We have also seen civil lawsuits where the medical director is specifically named as a defendant based on his or her involvement in that capacity (with or without involvement as the attending physician). A survey deficiency or citation under F tag 501 may be admissible in court and, if so, will certainly add to the probability of a verdict for the plaintiff.
Medical directors should be sure that they have adequate protection, either written into the facility's medical director contract, listed explicitly on the facility's insurance, or included on their own policy Not many of these causes of action have been successful as of now, but they can be, and regular professional liability (malpractice) insurance typically will not cover medical director duties.
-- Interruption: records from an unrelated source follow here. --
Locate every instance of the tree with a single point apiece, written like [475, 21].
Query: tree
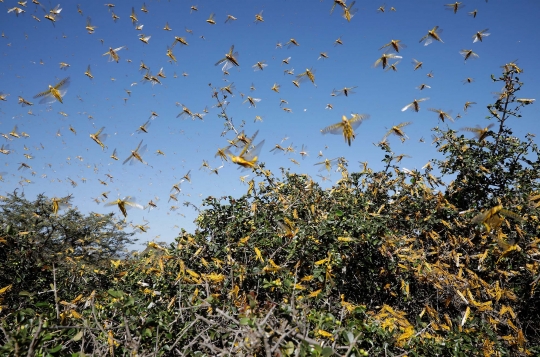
[41, 246]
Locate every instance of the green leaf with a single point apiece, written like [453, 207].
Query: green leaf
[327, 351]
[115, 293]
[55, 349]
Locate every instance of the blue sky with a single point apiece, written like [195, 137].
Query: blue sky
[92, 104]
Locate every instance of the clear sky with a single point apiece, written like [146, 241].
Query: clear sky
[31, 52]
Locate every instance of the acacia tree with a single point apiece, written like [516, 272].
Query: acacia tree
[392, 262]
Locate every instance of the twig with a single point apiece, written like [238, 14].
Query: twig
[184, 331]
[55, 294]
[34, 339]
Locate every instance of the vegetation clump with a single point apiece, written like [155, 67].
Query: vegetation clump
[395, 262]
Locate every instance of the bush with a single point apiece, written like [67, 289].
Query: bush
[395, 262]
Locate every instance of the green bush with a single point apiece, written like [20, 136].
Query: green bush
[394, 262]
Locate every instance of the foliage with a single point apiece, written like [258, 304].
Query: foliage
[395, 262]
[42, 247]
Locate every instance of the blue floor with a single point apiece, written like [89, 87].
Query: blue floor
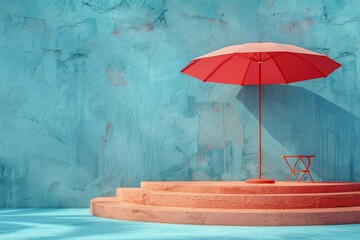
[31, 223]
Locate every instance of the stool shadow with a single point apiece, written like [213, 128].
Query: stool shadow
[306, 123]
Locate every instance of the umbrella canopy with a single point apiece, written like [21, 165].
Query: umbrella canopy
[259, 64]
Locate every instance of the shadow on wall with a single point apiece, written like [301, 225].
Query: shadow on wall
[305, 123]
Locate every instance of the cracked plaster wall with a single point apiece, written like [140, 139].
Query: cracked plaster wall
[92, 98]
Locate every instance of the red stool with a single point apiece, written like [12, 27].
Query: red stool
[299, 158]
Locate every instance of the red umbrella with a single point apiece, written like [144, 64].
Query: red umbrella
[259, 64]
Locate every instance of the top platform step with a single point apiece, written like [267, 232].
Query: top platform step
[237, 187]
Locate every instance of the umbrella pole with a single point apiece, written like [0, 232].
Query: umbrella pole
[260, 180]
[259, 109]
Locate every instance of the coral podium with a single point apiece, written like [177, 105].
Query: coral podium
[234, 203]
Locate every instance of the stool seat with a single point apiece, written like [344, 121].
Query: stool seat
[293, 170]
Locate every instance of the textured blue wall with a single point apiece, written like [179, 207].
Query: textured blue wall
[92, 98]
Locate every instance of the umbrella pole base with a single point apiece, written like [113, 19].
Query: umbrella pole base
[260, 180]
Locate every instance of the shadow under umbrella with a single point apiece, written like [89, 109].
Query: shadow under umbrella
[305, 123]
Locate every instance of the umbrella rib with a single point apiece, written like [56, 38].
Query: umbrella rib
[195, 61]
[217, 67]
[324, 75]
[247, 69]
[282, 74]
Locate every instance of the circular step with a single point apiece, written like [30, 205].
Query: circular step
[233, 187]
[238, 201]
[230, 217]
[234, 203]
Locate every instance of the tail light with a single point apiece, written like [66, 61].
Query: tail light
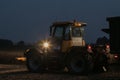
[89, 48]
[116, 56]
[107, 49]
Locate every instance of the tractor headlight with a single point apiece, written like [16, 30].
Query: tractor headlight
[46, 45]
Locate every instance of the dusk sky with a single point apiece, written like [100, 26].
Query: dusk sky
[29, 20]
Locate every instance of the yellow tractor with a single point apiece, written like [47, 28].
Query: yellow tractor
[64, 49]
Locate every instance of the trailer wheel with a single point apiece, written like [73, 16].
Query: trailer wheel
[77, 64]
[34, 63]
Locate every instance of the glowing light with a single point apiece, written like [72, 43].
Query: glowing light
[115, 56]
[46, 44]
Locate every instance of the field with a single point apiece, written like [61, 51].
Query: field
[12, 69]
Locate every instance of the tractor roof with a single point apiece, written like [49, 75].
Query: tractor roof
[68, 23]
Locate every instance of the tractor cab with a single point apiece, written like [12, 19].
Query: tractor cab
[67, 34]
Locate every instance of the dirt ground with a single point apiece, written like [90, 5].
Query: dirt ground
[11, 69]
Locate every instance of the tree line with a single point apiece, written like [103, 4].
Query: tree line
[8, 44]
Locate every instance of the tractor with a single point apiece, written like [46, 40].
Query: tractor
[65, 49]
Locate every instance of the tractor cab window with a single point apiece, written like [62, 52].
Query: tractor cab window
[67, 33]
[58, 32]
[77, 32]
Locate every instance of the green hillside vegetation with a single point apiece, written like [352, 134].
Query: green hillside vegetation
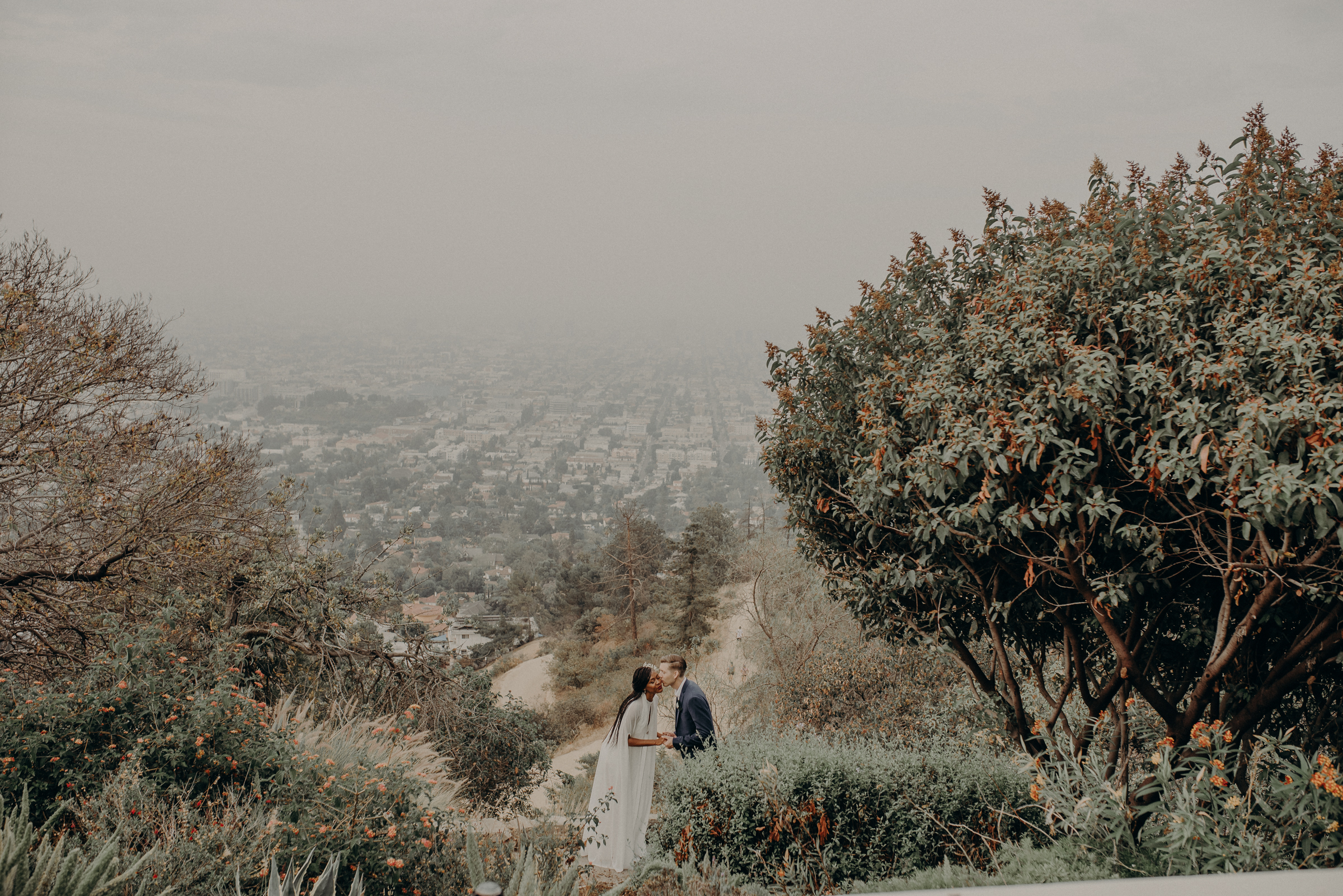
[1056, 598]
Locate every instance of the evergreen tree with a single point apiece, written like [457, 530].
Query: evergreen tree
[702, 565]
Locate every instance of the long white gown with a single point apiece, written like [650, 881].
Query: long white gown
[626, 773]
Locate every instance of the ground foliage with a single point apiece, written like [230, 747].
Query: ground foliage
[1105, 442]
[811, 812]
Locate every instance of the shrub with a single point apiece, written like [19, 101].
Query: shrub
[657, 876]
[190, 722]
[499, 746]
[864, 809]
[1187, 817]
[1022, 863]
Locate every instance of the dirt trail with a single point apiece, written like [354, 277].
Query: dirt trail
[528, 682]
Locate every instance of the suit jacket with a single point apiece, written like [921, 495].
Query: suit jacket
[693, 721]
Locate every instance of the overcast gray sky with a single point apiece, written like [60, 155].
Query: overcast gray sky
[630, 163]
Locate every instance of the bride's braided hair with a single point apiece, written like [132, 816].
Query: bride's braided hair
[640, 682]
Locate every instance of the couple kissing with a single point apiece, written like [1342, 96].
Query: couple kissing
[622, 786]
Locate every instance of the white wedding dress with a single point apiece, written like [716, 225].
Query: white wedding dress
[626, 773]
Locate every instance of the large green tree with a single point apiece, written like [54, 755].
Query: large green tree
[1098, 452]
[700, 567]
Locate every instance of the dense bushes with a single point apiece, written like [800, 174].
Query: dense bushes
[1190, 817]
[499, 746]
[875, 812]
[189, 722]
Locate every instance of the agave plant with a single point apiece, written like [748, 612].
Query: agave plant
[525, 881]
[51, 870]
[289, 884]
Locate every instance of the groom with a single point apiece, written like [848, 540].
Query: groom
[693, 718]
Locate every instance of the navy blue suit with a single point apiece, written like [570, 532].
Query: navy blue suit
[693, 721]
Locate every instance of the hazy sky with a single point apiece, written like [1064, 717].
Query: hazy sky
[730, 164]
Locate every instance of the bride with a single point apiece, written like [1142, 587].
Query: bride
[622, 787]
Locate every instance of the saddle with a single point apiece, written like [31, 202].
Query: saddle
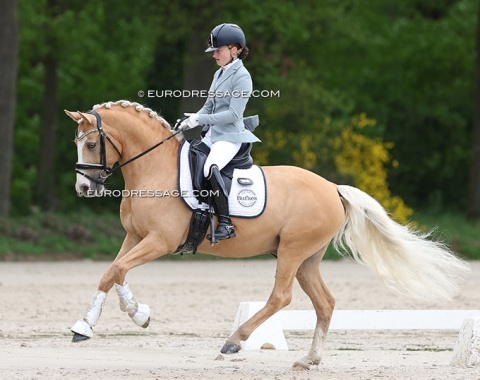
[201, 218]
[198, 155]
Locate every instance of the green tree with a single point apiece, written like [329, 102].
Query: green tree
[8, 78]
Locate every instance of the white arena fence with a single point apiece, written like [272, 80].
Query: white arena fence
[271, 332]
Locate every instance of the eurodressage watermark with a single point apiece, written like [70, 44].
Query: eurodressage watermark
[149, 193]
[206, 94]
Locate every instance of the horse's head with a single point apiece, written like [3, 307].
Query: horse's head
[95, 157]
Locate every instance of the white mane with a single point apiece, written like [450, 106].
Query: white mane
[138, 107]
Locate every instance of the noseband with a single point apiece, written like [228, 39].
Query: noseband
[107, 171]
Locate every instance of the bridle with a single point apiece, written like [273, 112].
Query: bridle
[107, 171]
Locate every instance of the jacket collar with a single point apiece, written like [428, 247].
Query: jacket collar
[227, 74]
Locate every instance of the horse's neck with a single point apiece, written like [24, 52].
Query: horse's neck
[156, 170]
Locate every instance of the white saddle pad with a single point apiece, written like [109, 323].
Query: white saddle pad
[245, 200]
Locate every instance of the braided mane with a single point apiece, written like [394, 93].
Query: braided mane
[138, 107]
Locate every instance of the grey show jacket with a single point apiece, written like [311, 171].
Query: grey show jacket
[226, 102]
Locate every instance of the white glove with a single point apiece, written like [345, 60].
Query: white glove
[189, 123]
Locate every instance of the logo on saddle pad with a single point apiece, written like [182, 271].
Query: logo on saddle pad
[246, 198]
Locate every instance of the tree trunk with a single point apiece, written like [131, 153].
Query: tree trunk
[473, 211]
[46, 183]
[46, 178]
[199, 66]
[8, 79]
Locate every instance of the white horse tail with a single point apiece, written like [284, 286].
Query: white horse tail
[405, 259]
Don't take a chance.
–Karl Steinberg, MD, CMD, Editor in Chief
Most facilities have “challenging” residents who might push the boundaries of good decision making, but the Van Duyn case provides lessons on how facilities can strike a balance between risk and safety in assessing residents' decisions:
The medical director should be involved in the ongoing development of resident care policies and procedures, and develop and continually review protocols determining the appropriateness of residents leaving the building unattended. Such protocols might include documentation of data from assessments of decision-making capabilities, physical limitations, and risks that may be encountered because of the resident's medical and psychological limits.
Document the process of determining the safety of each resident requesting to leave the building unaccompanied and include the facility's recommendations.
Seek additional guidance from psychiatrists or other appropriate medical or legal professionals if a resident's safety is in question because of his or her decision making.
Periodically review with the interdisciplinary team any determination that it is safe for a resident to leave unattended.
Seek guidance if a challenging situation arises.
Create a plan of care to address the resident's unaccompanied absences from the building.
Risk can be reduced if a facility and its medical director work cooperatively to identify and address situations in which residents' face risks such as unattended leave. Careful development and implementation of policies and procedures can improve the delivery of care – while reducing the facility's potential exposure to regulatory or legal action – to residents who make choices that conflict with the recommendations of care professionals.